I was at a conference recently and talked with a science professor at another university. He made the following startling statement.
He has close to 1 petabyte (PB) of data that he uses in his research. In addition, he surveyed other scientific research groups at his university and found 19 other groups, each with more than 100 terabytes (TB) of data. In other words, 20 research groups at his university have data sets between 100 TB-1 PB in size.
I immediately said, "Why not ask your university's IT services to stand up a 20-petabyte cluster?"
His reply: "Nobody thinks they are ready to do this. This is research computing, very different from regular IT. The tradeoffs for research computing are quite different from corporate IT."
I then asked, "Why not put your data up on EC2?" [EC2 is Amazon's Elastic Compute Cloud service.]
His answer: "EC2 storage is too expensive for my research budget; you essentially have to buy your storage every month. Besides, how would I move a PB to Amazon? Sneaker net [disks sent to Amazon via U.S. mail] is not very appealing."
As a result, he is in the process of starting a 20-research group federation that will stand up the required server. In other words, this consortium will run its own massive data server.

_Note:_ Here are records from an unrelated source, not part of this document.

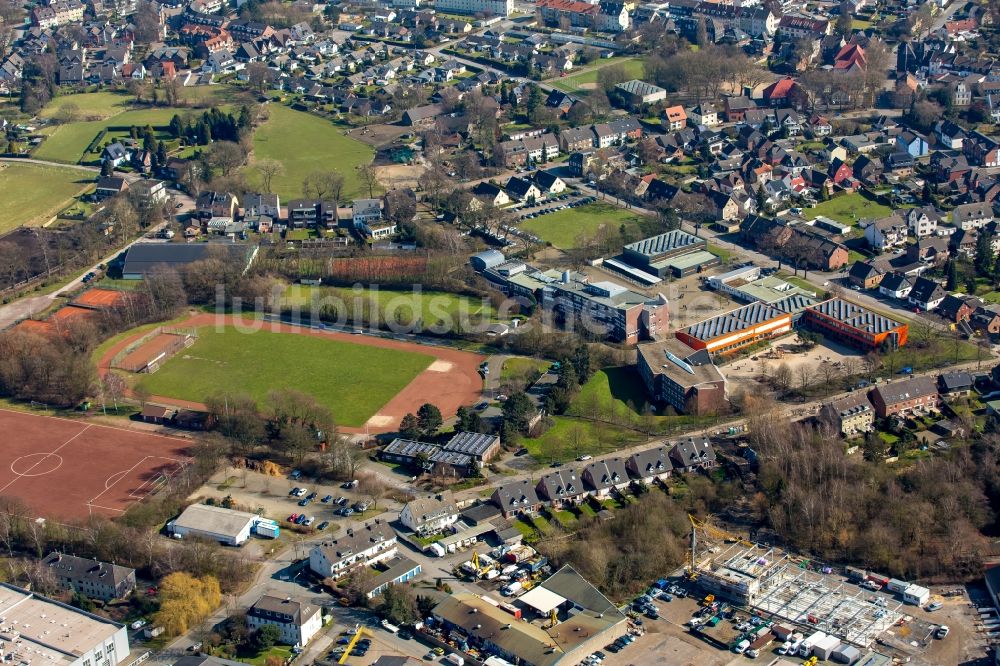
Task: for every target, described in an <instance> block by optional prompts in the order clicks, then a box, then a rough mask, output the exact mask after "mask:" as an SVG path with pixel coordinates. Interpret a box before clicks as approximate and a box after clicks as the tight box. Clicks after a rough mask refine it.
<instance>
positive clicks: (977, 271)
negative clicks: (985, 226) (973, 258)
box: [974, 233, 996, 277]
mask: <svg viewBox="0 0 1000 666" xmlns="http://www.w3.org/2000/svg"><path fill="white" fill-rule="evenodd" d="M990 240H991V239H990V237H989V235H988V234H985V233H980V234H979V236H978V237H977V238H976V258H975V261H974V265H975V267H976V273H977V274H979V275H981V276H983V277H992V275H993V267H994V264H995V262H996V257H994V256H993V244H992V243H991V242H990Z"/></svg>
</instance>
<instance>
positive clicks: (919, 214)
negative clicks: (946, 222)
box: [903, 206, 941, 238]
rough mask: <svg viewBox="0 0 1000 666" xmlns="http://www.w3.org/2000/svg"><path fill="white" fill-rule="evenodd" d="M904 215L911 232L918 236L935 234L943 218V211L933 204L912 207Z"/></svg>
mask: <svg viewBox="0 0 1000 666" xmlns="http://www.w3.org/2000/svg"><path fill="white" fill-rule="evenodd" d="M903 215H904V219H905V220H906V225H907V227H908V228H909V230H910V233H911V234H913V235H914V236H915V237H917V238H923V237H924V236H930V235H931V234H933V233H934V232H935V231H937V225H938V222H939V221H940V220H941V213H940V212H938V211H937V209H935V208H934V207H933V206H923V207H921V208H910V209H909V210H907V211H905V213H904V214H903Z"/></svg>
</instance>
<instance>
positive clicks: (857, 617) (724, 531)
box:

I am reminded of a talk given a couple of years ago by James Hamilton, then at Amazon. He claimed there are unbelievable economies of scale in running grid-oriented data centers (i.e., if you run 100,000 nodes, your costs are a small fraction of the costs of running a 1000-node data center). Many of these cost savings come from unexpected places. For example, designing a physical data center (raised flooring, uninterrupted power supply, etc.) is something the small guy does once and the big guy has down to a science. Also, personnel costs rise much more slowly than the number of nodes.
I assume at least 20 universities have the same characteristics as the one noted above. Also, my assumption is these 20 x 20 = 400 research groups that get their funding from a small number of government agencies. It would make unbelievably good sense to have a single 400-PB system that all of the researchers share.
In effect, this blog post is a "call to arms." Agencies of the U.S. government are spending boatloads of money on pushing the envelope of massive compute servers. However, they appear to be ignoring the fact that many research groups have serious data-management problems.
Why not invest a small fraction of the "massive computing" budget on "massive data management"? Start by standing up a 400-PB data server run by somebody who understands big data. Several organizations with the required expertise come readily to mind. This would be a much better solution than a whole bunch of smaller systems run by consortiums of individual science groups.
There must be a better way. After all, the problem is only going to get worse.
Interesting ... and perhaps quite timely, given the recent NSF announcement about its new data management policy:
Question #5 - and its answer - in the DMP FAQ suggests there may be some support [at least for U.S. research [funded by NSF]]
"5. Should the budget and its justification specifically address the costs of implementing the Data Management Plan?
[Y]es. As long as the costs are allowable in accordance with the applicable cost principles, and necessary to implement the Data Management Plan, such costs may be included (typically on Line G2) of the proposal budget, and justified in the budget justification."
As an alternative, I wonder if perhaps Amazon, Microsoft or some other large-scale provider of large-scale data management services might be inclined to donate or offer steep educational discounts to universities for some level of service.